Omg Kevin Jonas is engaged!!!!!!
Omg really? To who. Gay marriage is only legal in like 3 states.
i just want his dick, seriously i'm about to take trifiling lessons. we'll call my alter-ego blair and she will screw his brains out, girlfriend or not.
Dude. Creed is coming in september.
We're no longer friends.
We need to talk in the morning. The guy I was with just interpreted me taking off my earrings as code for "let me take off my pants."
well, someone with very low standards is getting their dick sucked
You asked my mom "who the fuck drives four hours to sleep in a guys bed and not touch his penis"
Saddest moment ever is discovering when your cat no longer wants to get high with you.

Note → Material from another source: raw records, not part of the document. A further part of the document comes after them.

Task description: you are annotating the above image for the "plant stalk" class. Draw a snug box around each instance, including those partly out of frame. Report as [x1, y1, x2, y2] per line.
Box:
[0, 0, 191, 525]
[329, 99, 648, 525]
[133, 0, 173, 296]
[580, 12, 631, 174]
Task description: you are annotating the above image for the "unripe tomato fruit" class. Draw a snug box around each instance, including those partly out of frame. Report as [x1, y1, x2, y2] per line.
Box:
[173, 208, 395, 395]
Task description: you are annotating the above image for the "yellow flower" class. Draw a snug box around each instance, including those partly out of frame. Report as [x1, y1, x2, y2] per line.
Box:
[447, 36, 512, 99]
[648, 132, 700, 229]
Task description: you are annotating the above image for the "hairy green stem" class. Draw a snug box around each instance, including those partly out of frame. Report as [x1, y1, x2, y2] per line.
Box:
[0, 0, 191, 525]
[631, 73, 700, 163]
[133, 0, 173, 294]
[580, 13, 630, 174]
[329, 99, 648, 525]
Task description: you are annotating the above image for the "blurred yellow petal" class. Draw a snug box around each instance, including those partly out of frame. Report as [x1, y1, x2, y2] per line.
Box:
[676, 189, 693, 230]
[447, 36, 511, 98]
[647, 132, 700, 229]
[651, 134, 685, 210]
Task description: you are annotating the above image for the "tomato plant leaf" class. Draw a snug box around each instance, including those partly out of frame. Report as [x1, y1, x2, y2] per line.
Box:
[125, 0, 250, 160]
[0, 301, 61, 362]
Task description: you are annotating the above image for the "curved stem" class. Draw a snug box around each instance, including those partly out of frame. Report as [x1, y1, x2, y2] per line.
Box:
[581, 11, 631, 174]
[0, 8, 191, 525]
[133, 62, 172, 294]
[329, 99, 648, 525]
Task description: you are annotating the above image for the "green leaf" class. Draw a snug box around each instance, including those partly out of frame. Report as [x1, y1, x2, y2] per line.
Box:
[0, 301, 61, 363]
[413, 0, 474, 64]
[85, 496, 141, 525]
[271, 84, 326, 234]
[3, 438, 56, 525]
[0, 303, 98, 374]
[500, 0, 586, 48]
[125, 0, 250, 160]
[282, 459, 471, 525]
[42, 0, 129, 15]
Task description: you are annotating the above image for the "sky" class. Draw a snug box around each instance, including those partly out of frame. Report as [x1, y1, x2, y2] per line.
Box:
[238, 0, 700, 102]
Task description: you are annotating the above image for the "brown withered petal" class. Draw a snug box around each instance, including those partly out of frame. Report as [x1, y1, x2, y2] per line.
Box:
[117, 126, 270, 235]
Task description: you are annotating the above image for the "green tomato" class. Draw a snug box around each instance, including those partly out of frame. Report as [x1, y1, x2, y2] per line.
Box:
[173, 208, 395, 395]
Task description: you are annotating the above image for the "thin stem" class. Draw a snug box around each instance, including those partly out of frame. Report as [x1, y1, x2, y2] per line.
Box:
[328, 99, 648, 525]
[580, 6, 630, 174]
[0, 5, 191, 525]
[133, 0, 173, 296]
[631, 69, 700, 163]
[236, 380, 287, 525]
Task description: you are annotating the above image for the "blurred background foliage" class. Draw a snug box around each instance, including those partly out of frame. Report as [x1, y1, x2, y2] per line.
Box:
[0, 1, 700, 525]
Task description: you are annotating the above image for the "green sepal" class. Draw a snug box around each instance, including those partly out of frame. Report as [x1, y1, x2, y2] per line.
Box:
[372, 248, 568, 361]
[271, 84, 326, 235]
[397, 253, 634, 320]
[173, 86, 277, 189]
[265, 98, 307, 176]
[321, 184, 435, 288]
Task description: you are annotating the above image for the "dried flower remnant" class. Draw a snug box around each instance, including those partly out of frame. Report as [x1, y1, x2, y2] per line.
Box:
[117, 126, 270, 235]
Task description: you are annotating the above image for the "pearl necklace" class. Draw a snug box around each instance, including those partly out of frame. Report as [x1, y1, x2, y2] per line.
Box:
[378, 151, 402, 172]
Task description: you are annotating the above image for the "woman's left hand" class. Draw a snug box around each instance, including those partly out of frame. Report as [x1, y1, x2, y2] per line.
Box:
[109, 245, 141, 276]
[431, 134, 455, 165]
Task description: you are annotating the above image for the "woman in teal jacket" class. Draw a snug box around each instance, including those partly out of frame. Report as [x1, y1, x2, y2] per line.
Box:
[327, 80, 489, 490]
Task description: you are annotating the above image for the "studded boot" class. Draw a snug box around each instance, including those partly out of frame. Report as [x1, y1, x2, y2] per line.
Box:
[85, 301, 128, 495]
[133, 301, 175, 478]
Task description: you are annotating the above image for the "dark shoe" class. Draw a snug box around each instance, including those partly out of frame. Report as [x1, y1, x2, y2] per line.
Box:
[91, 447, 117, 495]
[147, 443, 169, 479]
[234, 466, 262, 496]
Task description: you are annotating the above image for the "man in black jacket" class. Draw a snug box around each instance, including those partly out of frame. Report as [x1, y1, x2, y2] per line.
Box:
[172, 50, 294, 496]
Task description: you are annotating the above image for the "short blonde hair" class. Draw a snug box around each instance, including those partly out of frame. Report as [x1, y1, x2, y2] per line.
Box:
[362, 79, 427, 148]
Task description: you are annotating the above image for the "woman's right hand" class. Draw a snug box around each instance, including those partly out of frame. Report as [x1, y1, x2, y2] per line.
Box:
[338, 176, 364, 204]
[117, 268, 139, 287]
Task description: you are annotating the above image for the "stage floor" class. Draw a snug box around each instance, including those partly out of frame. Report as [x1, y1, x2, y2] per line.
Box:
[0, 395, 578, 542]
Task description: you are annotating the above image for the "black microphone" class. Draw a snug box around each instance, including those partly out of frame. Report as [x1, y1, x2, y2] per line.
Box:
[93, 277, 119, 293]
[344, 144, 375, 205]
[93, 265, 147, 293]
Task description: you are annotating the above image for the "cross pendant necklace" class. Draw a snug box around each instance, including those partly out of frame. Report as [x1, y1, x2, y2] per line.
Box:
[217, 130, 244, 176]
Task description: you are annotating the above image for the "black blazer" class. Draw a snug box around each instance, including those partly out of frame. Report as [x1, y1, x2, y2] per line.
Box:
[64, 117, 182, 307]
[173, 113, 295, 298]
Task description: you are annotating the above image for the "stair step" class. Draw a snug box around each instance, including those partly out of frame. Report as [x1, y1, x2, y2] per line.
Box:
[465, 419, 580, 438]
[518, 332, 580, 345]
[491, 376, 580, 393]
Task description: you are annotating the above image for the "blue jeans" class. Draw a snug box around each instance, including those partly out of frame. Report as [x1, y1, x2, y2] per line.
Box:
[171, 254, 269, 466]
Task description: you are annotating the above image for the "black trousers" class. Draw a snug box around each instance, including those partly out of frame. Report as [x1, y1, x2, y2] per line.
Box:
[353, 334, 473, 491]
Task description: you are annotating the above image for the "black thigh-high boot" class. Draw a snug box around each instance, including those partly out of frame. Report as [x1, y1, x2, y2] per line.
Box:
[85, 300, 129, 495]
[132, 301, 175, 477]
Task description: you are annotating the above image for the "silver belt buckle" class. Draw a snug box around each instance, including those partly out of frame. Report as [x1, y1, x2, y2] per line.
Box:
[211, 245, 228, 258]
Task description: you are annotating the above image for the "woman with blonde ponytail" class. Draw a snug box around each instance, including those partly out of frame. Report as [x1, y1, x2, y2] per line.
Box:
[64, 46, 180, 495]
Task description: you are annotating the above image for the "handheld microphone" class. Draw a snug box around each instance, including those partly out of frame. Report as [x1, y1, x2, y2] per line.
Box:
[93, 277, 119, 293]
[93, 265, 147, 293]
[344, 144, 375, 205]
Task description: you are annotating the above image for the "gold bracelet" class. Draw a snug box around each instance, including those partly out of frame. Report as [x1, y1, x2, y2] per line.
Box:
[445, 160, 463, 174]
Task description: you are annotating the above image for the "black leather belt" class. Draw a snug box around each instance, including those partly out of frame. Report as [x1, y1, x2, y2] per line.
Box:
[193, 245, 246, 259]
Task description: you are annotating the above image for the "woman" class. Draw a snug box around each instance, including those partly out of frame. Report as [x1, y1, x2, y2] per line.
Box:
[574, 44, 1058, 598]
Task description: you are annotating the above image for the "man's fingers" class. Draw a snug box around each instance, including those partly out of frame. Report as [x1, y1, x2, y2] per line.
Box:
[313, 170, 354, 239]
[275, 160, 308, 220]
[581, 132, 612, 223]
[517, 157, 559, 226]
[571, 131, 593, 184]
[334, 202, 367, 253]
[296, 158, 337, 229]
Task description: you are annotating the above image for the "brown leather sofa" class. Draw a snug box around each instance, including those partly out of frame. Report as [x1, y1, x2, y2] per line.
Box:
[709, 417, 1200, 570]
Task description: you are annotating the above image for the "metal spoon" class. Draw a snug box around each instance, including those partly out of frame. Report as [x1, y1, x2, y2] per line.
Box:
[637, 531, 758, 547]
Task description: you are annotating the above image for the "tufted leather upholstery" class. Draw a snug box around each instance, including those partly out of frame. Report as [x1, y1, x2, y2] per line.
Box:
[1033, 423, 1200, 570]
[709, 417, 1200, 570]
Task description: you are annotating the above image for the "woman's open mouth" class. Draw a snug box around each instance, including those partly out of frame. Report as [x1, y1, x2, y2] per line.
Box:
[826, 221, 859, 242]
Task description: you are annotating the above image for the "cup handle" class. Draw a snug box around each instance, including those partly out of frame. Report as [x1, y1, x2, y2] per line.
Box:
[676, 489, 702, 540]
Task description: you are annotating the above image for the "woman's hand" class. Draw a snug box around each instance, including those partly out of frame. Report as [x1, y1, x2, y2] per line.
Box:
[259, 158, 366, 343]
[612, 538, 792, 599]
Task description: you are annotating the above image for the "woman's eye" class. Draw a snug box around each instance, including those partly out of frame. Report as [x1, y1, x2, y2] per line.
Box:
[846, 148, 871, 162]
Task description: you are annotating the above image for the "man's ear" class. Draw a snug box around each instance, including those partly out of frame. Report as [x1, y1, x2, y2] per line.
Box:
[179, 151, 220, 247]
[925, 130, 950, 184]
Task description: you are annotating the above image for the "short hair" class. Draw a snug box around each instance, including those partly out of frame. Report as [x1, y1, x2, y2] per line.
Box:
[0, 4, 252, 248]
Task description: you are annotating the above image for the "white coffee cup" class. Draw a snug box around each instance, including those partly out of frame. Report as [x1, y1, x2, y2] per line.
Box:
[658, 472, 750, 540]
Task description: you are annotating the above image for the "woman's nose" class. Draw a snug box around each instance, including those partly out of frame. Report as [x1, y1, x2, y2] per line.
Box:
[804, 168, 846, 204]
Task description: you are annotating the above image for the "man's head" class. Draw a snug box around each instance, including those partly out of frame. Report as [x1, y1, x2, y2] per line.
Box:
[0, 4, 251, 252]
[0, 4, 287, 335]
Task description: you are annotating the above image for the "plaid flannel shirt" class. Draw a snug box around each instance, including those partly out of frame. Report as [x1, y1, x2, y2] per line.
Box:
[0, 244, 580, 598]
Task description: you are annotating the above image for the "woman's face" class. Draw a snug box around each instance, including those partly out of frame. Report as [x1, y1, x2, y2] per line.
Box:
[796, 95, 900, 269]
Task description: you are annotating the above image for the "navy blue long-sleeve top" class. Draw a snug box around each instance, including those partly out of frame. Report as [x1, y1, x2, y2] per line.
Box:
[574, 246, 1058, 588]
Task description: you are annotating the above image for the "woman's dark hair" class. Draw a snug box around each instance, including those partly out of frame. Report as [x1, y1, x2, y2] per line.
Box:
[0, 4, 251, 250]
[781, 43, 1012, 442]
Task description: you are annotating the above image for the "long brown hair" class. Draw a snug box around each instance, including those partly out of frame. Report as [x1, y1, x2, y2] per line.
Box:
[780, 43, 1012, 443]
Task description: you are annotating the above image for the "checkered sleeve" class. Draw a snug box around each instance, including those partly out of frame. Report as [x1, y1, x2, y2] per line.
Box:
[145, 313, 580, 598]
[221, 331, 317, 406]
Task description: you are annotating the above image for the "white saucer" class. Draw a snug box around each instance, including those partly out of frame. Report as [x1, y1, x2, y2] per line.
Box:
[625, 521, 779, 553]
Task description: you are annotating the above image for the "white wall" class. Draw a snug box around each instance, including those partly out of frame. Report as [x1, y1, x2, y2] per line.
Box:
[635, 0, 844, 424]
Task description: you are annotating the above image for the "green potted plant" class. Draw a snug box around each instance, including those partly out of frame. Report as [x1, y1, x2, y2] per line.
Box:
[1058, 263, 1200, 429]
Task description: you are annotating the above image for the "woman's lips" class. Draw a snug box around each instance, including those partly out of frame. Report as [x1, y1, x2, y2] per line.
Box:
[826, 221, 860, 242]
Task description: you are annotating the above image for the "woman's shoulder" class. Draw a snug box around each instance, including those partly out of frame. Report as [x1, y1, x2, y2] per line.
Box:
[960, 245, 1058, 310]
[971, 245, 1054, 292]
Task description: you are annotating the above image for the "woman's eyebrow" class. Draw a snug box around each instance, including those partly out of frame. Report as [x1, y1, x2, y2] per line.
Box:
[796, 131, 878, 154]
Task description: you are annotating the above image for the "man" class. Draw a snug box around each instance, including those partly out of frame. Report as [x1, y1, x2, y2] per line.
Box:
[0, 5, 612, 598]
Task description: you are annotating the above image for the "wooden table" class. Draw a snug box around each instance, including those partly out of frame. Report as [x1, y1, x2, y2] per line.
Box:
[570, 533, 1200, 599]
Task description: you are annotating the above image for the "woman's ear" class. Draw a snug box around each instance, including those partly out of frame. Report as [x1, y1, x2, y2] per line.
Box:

Nah the bridesmaids all had dates. I slept with the next best thing: girl who WANTED to be a bridesmaid but didnt make the cut.
Hey do you think you can sew an adult onsie with easy access if you know what I mean!!?? It must have bunny feet.
Preparing for the bar exam has made my whatever disorder you said I have act up again
He took my virginity but also my remaining pizza. i dont know how to feel right now.
Don't forget Giraffe in your car! If we show up in the same outfit without animal heads we're just gonna look weird.
Most drunken moment of the night is me pouring Chanel no. 5 all over your boobs and rubbing it in...
Should I be concerned that he called me mom when I got in bed on top of him?